Bitcoin’s value causes its energy usage, rather than vice versa.  The higher that Bitcoin’s market value is driven by factors that have nothing to do with its energy use, the more that miners are incentivized to spend on energy.  This drives up the difficulty—thus closing a feedback loop that tunes Bitcoin’s BFT transaction ordering security, the effect, to follow Bitcoin’s market value, the cause.  To the extent that miners thus do contribute back to Bitcoin’s value, it is strictly a second-order effect—not the primary cause.

Higher market value needs higher security.  Higher market value indirectly pays for the higher security that it needs.  The system is subtle, and it’s brilliant!

A clear understanding of this is important for rebutting the misinformation and propaganda for POS.  There is no clear analogy between POW miners and POS stakers.  On many key points, I can rebut the attempts to pretend that such an analogy exists.  This is one:  Miners do not have any sort of economic primacy in Bitcoin’s POW system.

Miners are essentially paid employees of the Bitcoin network.  Their job is security-critical, so they are paid well; but they are neither the bosses nor the owners of the network, and they do not create the network’s value as a first-order cause.

By contrast, POS essentially means a network by the whales, of the whales—for little retail moon-chasers to pour in their dollars, for the benefit of the whales.



This was the signal issue of the Fork Wars.  Bcashers contradicted what I said; their attempted “flippening” was based on the fallacy that miners have some sort of dominant role on the network, economically and otherwise.  Their theory failed.  And my theory, set forth above, was proved in practice.

If I were wrong about this, then we would all be using Bcash or S2X as the “real Bitcoin” now.

A related key point:  The security of consensus validation in Bitcoin is independent of miners, for all purposes except for transaction ordering.  Miners have a sharply limited function in Bitcoin:  BFT agreement on transaction ordering, to prevent double-spend attacks.  All other security is provided by the Bitcoin Core node you have running at home on a Raspberry Pi, consuming 10W of electricity at negligible cost.

This is not the case on POS networks.  On POS networks, so-called “validators” with high capital stake have total control of the blockchain.

This was just proved in practice a few days ago:  The Terra blockchain executed a contentious hardfork in 10 days (!), over massive community opposition.  To exercise central authority over an allegedly “decentralized” blockchain, Do Kwon and Terraform Labs needed only the collusion of a relatively small group of large, wealthy DPOS companies.  Imagine if Bitmain had that type of power over Bitcoin, and you get the idea of how POS really works!

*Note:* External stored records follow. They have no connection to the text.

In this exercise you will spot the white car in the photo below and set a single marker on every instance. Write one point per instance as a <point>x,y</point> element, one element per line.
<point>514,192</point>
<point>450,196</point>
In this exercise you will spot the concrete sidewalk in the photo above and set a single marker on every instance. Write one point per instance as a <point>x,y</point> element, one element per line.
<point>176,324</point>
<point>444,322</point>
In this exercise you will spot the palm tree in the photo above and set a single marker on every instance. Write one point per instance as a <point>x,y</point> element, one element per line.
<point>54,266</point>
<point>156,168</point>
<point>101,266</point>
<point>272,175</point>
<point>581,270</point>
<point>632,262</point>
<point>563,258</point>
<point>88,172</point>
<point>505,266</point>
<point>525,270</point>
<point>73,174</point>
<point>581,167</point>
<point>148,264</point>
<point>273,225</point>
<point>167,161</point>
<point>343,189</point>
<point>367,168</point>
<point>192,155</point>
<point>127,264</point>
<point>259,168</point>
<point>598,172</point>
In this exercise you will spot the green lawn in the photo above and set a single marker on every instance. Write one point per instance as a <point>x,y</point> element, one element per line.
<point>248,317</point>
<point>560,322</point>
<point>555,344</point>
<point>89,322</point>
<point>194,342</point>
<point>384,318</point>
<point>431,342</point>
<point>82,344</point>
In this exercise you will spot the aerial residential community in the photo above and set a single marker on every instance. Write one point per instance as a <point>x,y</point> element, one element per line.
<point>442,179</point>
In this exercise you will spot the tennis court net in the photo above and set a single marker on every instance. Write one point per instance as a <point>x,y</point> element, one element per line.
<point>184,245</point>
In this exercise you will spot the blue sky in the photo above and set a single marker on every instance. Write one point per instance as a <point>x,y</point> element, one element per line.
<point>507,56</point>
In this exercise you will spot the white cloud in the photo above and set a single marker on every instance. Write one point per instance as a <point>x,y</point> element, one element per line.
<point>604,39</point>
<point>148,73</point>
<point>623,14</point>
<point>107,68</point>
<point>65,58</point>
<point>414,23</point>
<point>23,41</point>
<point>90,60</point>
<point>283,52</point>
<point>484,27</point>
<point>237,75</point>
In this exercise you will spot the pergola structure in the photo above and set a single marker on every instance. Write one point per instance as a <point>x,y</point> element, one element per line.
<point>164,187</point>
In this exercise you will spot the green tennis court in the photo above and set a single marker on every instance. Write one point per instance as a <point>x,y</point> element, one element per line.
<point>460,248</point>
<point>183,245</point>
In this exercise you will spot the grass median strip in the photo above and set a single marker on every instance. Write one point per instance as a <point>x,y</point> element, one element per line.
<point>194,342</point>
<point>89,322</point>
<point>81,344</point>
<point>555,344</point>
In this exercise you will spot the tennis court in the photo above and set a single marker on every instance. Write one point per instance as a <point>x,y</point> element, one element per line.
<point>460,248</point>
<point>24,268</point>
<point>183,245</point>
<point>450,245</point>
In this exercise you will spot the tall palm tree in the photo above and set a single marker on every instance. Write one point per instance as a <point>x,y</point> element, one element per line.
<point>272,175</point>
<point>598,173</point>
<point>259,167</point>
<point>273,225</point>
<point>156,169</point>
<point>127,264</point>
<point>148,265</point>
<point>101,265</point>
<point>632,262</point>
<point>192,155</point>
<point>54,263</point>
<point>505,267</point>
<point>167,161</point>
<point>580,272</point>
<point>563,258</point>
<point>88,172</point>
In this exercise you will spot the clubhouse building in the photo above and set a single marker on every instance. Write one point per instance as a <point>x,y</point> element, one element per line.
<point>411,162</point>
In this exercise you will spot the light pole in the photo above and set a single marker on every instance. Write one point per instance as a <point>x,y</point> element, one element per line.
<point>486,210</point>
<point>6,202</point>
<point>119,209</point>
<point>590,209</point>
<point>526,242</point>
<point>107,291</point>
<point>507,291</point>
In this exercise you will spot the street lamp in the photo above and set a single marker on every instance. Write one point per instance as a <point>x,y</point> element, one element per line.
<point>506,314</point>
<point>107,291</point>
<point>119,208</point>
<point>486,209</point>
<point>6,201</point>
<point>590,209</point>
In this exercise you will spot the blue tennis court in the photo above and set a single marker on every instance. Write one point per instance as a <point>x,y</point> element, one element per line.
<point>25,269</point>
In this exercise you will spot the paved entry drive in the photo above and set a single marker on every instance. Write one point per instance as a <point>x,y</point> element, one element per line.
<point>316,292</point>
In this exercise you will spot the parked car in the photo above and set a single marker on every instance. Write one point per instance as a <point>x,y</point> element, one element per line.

The amount of energy has to be kept high, and should actually increase, for the price to be able to reach 6 digits and beyond.

Nope.  When the price reaches 6 digits—the cause—then miners will spend enough on electricity to secure the transaction ordering on a network holding trillions of dollars worth of value—the effect.

It is indeed a “closed-loop” system, as you say; but the loop runs in the direction opposite to what you suggest.